Kriminalkan Hidung Belang, Cara Ampuh Swedia Atasi Prostitusi

Denny Armandhanu | CNN Indonesia
Selasa, 12 Mei 2015 12:46 WIB
Melalui undang-undang tahun 1999, Swedia berhasil mengurangi jumlah PSK hingga dua pertiganya dalam waktu hanya lima tahun.
Melalui undang-undang tahun 1999, Swedia berhasil mengurangi jumlah PSK hingga dua pertiganya dalam waktu hanya lima tahun. (Ilustrasi/Thinkstock)
Jakarta, CNN Indonesia -- Siapapun yang mengatakan bahwa melegalkan prostitusi adalah cara ampuh mengurangi pelacuran harus lebih dulu berkaca pada Swedia. Negara ini mampu mengurangi angka prostitusi dengan kebijakannya yang terbilang sangat jitu, tanpa perlu menghalalkan pelacuran.

Menurut lembaga pejuang hak-hak perempuan Women's Justice Center, kebijakan ini membuat prostitusi di Swedia, khususnya di ibukota Stockholm berkurang hingga dua pertiga dalam waktu hanya lima tahun. Jumlah pria hidung belang yang menyewa jasa PSK berkurang hingga 80 persen.

Di ruas jalan yang terkenal sebagai "distrik merah" di beberapa kota Swedia juga tidak terlihat lagi para wanita penjaja seks berderet di jalan. Sebagian besar rumah bordil dan panti pijat "plus-plus" yang beroperasi sejak 30 tahun lalu juga tutup, bangkrut.

ADVERTISEMENT

SCROLL TO CONTINUE WITH CONTENT

Jumlah wanita asing yang diselundupkan ke Swedia untuk menjadi penjaja seks juga kini hampir nihil. Pemerintah Swedia memperkirakan, dalam beberapa tahun terakhir hanya 200 hingga 400 wanita asing yang masuk menjadi PSK di negara itu per tahunnya. Bandingkan dengan negara tetangga, Finlandia, yang kedatangan 15 ribu hingga 17 ribu PSK asing tiap tahun.

Rahasia apa yang membuat Swedia sukses memangkas prostitusi? Ternyata semua berkat kebijakan yang mereka buat pada 1999.

Enam belas tahun lalu, setelah melalui beberapa tahun riset dan studi, pemerintah Swedia menelurkan peraturan yang menyatakan: Pengguna jasa pekerja seks melakukan tindak kriminal, dan penjaja seks bukan tindakan kriminal.

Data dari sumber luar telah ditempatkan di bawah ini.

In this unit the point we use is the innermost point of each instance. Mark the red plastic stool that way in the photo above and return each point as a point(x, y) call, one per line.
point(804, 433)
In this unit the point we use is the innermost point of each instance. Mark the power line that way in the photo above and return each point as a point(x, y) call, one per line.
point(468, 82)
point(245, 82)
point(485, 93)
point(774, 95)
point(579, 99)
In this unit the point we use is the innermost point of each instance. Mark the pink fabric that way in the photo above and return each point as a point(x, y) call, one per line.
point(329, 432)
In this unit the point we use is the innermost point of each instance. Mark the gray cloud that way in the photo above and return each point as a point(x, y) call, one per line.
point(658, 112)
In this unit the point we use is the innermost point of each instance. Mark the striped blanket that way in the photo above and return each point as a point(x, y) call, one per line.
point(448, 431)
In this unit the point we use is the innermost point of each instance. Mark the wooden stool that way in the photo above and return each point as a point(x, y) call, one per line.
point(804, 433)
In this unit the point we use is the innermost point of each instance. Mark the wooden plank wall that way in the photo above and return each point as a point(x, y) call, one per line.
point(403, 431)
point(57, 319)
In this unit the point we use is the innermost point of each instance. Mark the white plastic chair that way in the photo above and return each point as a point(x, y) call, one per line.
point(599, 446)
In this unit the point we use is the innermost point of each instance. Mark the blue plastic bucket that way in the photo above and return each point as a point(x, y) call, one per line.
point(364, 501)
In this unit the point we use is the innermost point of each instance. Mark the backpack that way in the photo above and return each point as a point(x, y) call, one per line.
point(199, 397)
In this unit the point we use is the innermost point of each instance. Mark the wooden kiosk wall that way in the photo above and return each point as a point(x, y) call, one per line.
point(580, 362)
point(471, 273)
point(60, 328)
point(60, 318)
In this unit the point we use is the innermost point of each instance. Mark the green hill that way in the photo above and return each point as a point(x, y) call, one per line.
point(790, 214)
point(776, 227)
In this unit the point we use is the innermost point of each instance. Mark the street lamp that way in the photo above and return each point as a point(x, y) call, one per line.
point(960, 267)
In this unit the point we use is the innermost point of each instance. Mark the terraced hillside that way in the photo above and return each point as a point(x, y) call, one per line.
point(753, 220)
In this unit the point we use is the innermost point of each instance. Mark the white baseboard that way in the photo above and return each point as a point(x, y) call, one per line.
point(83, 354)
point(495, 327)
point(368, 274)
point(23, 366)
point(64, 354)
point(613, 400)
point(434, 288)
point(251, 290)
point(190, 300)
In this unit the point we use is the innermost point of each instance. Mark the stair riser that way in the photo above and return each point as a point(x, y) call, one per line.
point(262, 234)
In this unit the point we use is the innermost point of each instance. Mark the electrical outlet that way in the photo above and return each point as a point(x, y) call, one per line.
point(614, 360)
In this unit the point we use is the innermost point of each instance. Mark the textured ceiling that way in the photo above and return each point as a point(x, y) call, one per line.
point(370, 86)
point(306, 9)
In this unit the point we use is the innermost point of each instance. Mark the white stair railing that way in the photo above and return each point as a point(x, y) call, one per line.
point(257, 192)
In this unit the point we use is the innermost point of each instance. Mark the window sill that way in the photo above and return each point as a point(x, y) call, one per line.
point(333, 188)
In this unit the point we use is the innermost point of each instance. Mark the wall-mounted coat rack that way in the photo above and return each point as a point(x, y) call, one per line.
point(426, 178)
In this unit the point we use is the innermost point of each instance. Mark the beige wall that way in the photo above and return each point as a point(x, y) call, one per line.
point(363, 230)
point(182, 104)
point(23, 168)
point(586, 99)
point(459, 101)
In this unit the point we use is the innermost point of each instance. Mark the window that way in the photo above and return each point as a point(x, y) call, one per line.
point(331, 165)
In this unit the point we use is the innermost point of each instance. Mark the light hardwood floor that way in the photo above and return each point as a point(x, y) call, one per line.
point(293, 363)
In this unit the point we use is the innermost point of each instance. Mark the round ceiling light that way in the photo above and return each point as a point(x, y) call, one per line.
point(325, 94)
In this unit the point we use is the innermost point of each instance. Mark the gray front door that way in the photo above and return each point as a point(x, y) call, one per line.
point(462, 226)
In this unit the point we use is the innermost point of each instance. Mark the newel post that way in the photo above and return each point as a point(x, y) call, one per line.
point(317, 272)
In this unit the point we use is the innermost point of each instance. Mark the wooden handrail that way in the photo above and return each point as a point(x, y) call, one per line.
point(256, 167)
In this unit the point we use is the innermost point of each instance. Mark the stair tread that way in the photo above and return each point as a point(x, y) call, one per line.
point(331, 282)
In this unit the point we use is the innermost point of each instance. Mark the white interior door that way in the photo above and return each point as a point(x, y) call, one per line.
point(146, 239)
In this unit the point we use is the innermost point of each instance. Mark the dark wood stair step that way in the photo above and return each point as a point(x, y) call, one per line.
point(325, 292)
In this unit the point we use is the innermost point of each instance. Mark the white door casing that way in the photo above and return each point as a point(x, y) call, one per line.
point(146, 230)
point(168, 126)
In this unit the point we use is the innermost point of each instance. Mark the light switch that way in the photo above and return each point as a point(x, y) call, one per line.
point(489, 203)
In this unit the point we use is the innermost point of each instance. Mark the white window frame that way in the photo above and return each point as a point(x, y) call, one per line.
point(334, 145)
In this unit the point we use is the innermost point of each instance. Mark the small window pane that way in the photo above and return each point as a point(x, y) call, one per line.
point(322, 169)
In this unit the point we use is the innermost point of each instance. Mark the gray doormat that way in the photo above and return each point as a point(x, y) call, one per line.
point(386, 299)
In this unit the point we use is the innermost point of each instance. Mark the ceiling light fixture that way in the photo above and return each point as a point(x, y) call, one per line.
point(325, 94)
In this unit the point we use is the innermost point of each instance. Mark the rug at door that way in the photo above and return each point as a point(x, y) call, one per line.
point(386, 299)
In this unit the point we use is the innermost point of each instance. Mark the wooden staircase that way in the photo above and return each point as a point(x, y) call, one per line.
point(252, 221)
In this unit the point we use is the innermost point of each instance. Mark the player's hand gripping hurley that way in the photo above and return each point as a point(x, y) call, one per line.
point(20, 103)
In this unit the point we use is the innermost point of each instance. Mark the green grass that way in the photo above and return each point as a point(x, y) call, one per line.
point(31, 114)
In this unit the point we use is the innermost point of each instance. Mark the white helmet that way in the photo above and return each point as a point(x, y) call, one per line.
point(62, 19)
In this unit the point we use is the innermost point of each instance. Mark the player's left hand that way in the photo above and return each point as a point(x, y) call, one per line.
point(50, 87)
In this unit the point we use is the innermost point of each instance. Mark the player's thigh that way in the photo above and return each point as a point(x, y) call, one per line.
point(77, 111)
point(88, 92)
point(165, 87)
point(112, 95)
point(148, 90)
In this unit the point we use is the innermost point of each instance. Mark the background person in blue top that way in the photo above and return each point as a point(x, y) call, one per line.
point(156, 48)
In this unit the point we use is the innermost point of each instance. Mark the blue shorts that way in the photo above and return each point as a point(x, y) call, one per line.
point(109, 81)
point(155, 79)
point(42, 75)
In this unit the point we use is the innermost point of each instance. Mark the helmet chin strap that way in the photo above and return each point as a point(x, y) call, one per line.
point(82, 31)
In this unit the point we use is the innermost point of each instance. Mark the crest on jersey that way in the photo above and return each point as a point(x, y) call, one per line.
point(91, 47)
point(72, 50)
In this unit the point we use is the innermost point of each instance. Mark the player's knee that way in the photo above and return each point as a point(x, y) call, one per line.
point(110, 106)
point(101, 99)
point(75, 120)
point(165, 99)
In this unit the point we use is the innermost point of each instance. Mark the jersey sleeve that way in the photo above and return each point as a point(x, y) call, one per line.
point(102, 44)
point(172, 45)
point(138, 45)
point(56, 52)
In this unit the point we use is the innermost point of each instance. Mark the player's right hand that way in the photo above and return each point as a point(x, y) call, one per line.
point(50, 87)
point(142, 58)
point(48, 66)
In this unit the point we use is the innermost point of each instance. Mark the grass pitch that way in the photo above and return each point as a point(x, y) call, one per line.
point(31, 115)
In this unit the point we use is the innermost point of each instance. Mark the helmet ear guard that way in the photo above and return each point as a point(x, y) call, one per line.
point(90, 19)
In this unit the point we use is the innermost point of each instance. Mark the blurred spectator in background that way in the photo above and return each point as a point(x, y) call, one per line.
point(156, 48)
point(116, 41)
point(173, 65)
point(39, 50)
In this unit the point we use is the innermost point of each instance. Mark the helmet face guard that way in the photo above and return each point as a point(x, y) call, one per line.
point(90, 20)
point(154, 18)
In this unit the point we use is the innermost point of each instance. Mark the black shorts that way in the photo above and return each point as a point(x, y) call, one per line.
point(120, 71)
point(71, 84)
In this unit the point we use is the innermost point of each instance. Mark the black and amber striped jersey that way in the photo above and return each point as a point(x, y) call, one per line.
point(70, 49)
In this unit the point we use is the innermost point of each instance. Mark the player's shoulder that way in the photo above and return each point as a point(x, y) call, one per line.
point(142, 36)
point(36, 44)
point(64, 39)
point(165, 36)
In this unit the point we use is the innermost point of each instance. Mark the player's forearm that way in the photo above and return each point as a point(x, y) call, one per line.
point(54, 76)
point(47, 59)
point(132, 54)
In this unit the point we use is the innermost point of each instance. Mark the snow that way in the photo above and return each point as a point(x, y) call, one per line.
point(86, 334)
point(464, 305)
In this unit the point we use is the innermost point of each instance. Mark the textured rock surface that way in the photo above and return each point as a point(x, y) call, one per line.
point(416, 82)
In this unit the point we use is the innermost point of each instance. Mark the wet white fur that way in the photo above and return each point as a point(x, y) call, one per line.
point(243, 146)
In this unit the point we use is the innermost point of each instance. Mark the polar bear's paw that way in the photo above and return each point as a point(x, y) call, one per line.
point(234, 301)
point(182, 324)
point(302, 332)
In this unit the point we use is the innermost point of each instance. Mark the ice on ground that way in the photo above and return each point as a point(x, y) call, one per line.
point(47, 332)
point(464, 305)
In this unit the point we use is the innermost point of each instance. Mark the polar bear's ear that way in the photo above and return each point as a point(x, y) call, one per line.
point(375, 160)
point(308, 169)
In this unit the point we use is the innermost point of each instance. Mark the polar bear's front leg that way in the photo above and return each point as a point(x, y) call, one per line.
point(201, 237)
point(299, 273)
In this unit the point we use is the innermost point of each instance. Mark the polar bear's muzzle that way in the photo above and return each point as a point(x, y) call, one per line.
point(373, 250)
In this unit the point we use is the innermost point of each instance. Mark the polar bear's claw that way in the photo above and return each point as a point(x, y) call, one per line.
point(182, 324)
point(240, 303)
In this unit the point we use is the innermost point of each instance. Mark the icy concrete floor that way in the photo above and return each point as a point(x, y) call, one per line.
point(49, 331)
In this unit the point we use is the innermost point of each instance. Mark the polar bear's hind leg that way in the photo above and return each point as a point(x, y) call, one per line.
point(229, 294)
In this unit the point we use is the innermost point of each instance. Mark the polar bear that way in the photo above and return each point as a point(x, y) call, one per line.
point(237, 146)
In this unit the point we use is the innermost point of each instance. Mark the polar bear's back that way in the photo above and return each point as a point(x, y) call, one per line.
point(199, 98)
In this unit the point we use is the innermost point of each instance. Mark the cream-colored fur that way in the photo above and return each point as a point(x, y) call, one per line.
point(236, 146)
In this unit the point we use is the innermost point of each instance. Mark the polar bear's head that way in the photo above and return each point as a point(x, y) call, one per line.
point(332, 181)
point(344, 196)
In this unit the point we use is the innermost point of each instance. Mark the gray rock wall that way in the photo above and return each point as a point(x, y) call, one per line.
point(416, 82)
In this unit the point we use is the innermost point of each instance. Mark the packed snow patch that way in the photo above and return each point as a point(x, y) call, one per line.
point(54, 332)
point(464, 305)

Artinya berdasarkan undang-undang ini, menyewa prostitusi adalah tindakan ilegal, para pengguna jasa PSK dianggap telah melakukan tindak kekerasan terhadap perempuan. Sementara para PSK dianggap sebagai korban kekerasan yang memerlukan bantuan. Itulah sebabnya, undang-undang prostitusi di Swedia masuk ke bagian kekerasan terhadap wanita.

"Di Swedia prostitusi dianggap sebagai bagian dari kekerasan pria terhadap wanita dan anak. Secara resmi dianggap bentuk eksploitasi wanita dan anak-anak dan merupakan masalah sosial yang besar," tulis undang-undang tersebut.

Tidak berhenti sampai di situ. UU ini juga mengatur soal bantuan dana sosial untuk membantu para pekerja seks yang ingin berhenti menjajakan tubuhnya. Selain itu, tersedia juga dana bagi sosialisasi dan pendidikan bagi masyarakat soal undang-undang ini.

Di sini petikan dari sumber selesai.